Here another Grade II-listed signal box (LNWR, 1904), at the south end of the up platform, controls a level crossing and sidings to the south of the station which form a triangle and, having originally been installed to provide a means of exporting spent fuel rods from the island’s Wylfa nuclear power plant in 1962, is now used to turn any steam locomotives operating special services to Holyhead.

The immaculately restored signal box gained its listing due to timber cladding, large sash windows, slate roof and an original 25-lever frame in the box itself. That frame now controls just two semaphore signals, an up home (VY23) immediately in front of box and up outer home VY24, which can be seen from a road over-bridge north of the station.

Finally to the end of the line at Holyhead, a place which has a rather sad and down-at-heel feel about it, having seen its once important passenger ferry traffic to Dublin lost to low-cost airlines. Standing on its largely deserted station it is hard to imagine the days when trains like the Irish Mail would disgorge hundreds of passengers transferring from train to ship.

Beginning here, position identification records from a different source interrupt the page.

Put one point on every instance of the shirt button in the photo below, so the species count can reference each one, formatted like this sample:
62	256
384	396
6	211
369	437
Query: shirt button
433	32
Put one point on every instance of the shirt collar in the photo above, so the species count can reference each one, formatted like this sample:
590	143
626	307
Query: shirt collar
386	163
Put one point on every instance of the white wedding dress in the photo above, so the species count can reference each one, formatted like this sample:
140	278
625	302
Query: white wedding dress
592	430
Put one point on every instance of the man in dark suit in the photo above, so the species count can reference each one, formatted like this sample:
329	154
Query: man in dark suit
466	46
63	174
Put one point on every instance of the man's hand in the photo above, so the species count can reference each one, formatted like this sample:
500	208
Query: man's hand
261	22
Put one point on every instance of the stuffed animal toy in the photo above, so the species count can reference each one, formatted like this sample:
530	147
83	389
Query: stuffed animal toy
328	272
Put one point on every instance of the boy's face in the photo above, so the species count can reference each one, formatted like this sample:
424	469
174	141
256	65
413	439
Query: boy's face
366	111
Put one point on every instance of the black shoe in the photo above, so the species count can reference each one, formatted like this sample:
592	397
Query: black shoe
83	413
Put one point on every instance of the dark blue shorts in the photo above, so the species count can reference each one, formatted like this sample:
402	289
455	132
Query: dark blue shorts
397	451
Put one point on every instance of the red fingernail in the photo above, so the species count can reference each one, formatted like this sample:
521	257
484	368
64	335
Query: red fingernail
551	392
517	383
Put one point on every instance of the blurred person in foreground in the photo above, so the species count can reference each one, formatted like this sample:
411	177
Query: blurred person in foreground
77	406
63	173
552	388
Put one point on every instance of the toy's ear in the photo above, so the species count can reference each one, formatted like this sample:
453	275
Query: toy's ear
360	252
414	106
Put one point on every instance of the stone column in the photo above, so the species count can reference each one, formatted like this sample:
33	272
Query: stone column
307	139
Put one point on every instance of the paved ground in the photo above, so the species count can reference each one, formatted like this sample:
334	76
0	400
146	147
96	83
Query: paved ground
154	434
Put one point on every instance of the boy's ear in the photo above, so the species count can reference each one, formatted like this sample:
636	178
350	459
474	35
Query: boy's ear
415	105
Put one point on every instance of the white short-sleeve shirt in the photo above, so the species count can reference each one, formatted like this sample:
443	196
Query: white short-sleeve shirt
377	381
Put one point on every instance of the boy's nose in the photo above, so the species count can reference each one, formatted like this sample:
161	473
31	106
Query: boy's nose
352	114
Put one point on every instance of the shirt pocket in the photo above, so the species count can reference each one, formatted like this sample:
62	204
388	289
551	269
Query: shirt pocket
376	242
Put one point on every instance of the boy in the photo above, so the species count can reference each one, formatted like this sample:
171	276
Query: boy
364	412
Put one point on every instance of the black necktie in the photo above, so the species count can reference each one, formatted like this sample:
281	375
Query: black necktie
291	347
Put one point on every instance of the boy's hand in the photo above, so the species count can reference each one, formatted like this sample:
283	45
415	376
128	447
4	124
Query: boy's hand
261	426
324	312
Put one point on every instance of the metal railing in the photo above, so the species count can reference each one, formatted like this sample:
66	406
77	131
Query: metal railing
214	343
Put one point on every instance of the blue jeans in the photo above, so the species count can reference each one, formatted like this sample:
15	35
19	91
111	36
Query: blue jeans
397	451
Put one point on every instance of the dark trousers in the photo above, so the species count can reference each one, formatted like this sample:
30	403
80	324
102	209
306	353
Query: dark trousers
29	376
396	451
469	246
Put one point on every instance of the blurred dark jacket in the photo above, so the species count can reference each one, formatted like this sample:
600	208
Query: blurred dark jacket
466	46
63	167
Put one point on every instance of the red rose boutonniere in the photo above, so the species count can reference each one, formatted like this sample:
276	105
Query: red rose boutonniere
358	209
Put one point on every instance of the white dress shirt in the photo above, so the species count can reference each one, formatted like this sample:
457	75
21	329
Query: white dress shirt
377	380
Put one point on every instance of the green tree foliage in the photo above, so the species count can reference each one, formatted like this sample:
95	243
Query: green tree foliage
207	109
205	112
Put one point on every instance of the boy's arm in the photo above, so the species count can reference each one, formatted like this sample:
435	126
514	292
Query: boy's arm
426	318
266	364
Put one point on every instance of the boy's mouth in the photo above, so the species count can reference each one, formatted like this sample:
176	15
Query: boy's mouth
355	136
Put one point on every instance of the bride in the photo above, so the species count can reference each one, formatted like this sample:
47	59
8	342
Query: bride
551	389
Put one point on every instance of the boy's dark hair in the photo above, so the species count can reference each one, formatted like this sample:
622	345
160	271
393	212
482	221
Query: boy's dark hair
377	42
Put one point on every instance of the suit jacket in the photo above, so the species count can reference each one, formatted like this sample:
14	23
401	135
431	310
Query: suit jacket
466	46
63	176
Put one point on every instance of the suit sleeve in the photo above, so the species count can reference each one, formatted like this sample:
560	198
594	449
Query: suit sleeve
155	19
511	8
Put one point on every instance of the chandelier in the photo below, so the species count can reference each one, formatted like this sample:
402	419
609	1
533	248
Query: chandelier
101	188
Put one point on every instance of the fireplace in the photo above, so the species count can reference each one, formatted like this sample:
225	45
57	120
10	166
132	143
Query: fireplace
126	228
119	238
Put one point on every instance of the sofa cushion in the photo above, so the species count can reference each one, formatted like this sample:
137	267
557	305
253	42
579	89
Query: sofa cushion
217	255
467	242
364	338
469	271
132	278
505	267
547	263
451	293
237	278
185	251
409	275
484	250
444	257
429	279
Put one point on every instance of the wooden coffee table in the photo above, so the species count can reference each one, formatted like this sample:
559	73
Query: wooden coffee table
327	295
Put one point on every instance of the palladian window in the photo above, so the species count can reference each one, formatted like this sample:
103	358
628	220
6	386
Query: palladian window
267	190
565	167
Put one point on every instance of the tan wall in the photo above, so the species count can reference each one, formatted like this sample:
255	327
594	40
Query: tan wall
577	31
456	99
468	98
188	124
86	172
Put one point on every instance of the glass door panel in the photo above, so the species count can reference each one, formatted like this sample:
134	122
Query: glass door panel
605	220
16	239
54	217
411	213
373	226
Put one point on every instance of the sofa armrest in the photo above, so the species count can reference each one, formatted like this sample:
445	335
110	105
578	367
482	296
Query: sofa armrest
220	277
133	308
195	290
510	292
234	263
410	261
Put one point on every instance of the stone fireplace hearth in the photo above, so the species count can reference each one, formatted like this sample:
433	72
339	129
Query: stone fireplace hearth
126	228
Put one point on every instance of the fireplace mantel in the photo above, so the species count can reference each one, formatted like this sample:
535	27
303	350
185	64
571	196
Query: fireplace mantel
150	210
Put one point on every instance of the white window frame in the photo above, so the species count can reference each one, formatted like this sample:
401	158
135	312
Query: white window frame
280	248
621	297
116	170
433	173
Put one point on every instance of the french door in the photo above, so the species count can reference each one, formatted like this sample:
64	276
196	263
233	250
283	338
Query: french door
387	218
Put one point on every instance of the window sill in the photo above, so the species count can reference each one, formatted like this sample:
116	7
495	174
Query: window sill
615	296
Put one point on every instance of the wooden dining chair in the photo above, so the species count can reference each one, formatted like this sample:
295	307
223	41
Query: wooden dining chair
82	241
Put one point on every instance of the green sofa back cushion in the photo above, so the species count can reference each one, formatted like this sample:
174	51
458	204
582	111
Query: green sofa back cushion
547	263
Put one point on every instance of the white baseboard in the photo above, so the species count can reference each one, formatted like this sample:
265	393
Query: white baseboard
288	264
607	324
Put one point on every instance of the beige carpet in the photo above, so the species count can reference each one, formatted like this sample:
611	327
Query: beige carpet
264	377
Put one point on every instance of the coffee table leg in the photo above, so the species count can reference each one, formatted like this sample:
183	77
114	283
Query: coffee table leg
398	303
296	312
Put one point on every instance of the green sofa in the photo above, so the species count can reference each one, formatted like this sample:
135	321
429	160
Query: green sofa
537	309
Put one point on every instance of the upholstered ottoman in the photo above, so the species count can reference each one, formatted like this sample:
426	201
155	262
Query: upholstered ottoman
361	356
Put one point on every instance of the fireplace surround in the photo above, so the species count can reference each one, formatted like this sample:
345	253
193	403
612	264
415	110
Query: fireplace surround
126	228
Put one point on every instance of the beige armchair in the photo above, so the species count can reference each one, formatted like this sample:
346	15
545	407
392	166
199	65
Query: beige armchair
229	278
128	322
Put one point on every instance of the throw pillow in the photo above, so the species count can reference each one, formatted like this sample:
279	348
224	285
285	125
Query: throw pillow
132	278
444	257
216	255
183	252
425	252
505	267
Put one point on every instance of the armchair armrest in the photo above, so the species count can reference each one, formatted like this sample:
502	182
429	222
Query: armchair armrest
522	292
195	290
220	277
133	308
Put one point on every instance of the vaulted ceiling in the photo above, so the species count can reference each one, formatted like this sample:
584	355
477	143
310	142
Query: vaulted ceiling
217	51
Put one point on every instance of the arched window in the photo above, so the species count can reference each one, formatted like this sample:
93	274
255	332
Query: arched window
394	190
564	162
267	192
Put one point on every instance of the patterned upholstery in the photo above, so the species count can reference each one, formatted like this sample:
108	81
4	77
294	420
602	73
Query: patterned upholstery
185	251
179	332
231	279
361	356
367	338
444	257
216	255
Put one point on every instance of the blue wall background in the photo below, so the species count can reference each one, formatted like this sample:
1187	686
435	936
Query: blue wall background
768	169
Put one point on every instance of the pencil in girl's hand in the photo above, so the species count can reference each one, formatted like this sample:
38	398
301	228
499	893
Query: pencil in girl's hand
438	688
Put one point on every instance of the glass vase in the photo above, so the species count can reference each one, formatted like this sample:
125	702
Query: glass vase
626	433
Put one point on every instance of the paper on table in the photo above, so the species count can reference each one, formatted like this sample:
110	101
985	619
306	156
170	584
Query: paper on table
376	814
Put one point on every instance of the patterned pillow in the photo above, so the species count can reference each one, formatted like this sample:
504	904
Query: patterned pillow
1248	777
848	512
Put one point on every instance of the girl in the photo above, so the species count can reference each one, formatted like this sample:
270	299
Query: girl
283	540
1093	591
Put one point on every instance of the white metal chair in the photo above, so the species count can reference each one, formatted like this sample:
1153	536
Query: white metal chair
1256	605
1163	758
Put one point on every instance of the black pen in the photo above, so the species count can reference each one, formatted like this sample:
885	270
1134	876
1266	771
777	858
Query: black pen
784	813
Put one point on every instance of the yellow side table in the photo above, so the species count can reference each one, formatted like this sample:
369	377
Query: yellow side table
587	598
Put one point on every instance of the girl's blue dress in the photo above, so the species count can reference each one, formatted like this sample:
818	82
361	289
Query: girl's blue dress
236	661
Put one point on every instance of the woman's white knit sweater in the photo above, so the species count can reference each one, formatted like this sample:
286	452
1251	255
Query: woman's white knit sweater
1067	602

Holyhead station is built in a Y-shape, with platforms 2 and 3 providing the closest connection to the ferries, while platform 1 is closest to the town centre, or would be if modern looking footway above the railway tracks had not been permanently locked out of use.

This platform is used by Avanti services to London Euston, currently largely curtailed to Crewe, while Transport for Wales (TfW) services normally use platform 2, with platform 3 not normally seeing regular use, but currently in service while work on the station roof requires temporary closure of platform 2.

An interesting signalling feature can be seen towards the buffer stops on platform 3, where there is a (fixed) home signal and shunting arm beneath facing the buffer stops, as seen below.

Otherwise, the station is a mixture of mechanical and colour lights, although the starters from all three platforms are semaphores, with tall signal HD23 protecting platform 3, HD35 platform 1 and a short post with signal HD38 controlling exit from the station’s busiest platform (2).
A large 1937 London Midland & Scottish Railway (LMS) signal box stands some 300 yards south of the station and can be seen and photographed from a roundabout at the start of the A55 North Wales Expressway, the major dual carriageway road built along the North Wales coast in the 1980s and meaning that road is a major competitor for speed with rail.

Another good vantage point is from a footbridge some way south of the signal box, from where two colour light signals can be seen protecting access to the station, with a semaphore section signal (HD39) and another semaphore protecting exit from the TfW depot (HD95), both of which have small shunting arms below the main signal.